Earthly Paradise and the Spring of Man

A Collaboration: Peter Paul Rubens, Jan Brueghel the Elder, and James Behan. 1615–2026.

In 1615, Peter Paul Rubens and Jan Brueghel the Elder collaborated on a painting of the Garden of Eden — the moment before the fall, or perhaps during it, the fruit already in hand, the animals assembled in impossible abundance, the light falling on every creature with equal generosity. They painted paradise. That is what artists do. They go to paradise and they stay there.
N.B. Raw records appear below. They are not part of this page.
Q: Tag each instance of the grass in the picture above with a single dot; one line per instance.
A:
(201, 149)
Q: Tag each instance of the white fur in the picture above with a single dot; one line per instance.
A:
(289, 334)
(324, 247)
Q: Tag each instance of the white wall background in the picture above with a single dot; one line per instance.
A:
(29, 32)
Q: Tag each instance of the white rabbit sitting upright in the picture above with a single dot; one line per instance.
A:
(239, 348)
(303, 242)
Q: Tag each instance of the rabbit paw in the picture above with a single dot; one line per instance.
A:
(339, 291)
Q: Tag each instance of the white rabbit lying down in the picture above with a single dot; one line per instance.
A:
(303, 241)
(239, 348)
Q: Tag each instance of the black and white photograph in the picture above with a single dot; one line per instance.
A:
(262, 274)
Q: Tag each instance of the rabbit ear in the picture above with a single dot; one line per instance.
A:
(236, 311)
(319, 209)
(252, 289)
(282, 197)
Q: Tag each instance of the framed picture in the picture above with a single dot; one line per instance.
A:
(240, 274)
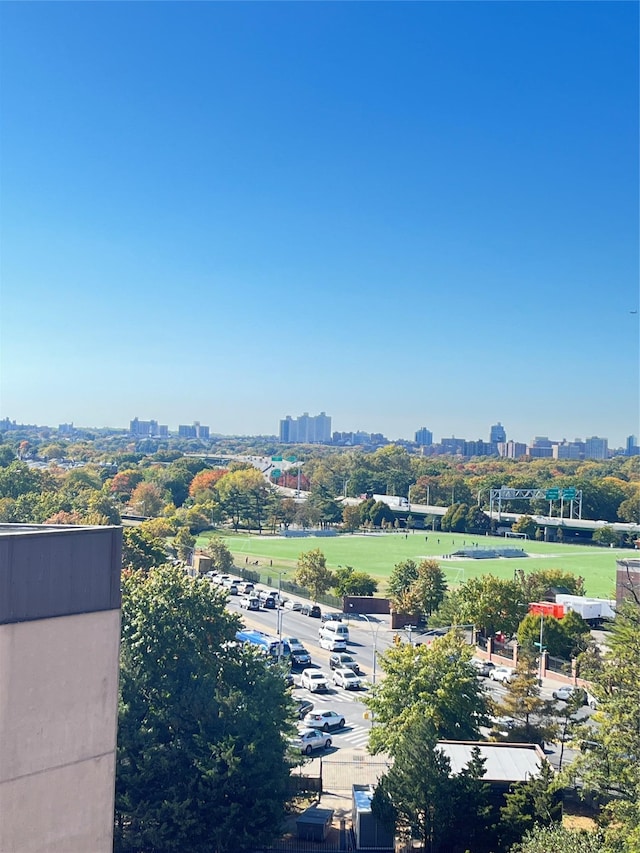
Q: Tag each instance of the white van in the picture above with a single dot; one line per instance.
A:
(334, 631)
The Church took the Garden of Eden and made it the architecture of shame — original sin, the fall, expulsion, damnation. Cover the body. Name the desire. Punish both. The painters looked at the same garden and saw something else entirely. They saw color. They saw abundance. They saw bodies that deserved to be painted, animals that deserved to be named, light that deserved to fall on everything without exception.

Four hundred and eleven years later, Jupiter 3 has landed in the garden. The pink moon is rising. The oranges — the new forbidden fruit, sweeter and more honest than any apple — are stacked in the foreground. Steve and Brian, not Eve, are here. So is their neighbor Hal, who can do that thing with three oranges. The flamingo stands where the peacock stood. The egret holds the place of the dove. The lush impossible tropical abundance of Brueghel’s botanical imagination has been translated into digital color pushed past its own limit — Mongo-bright, unrepentant, alive.

This is not a commentary on the Rubens and Brueghel. It is a continuation of it. The same paradise, the same unashamed bodies, the same insistence that this world is beautiful and the people in it belong here. The Church said the garden ended with the fall. The artists never left.

Four hundred and eleven years of uninterrupted paradise. Hallelujah.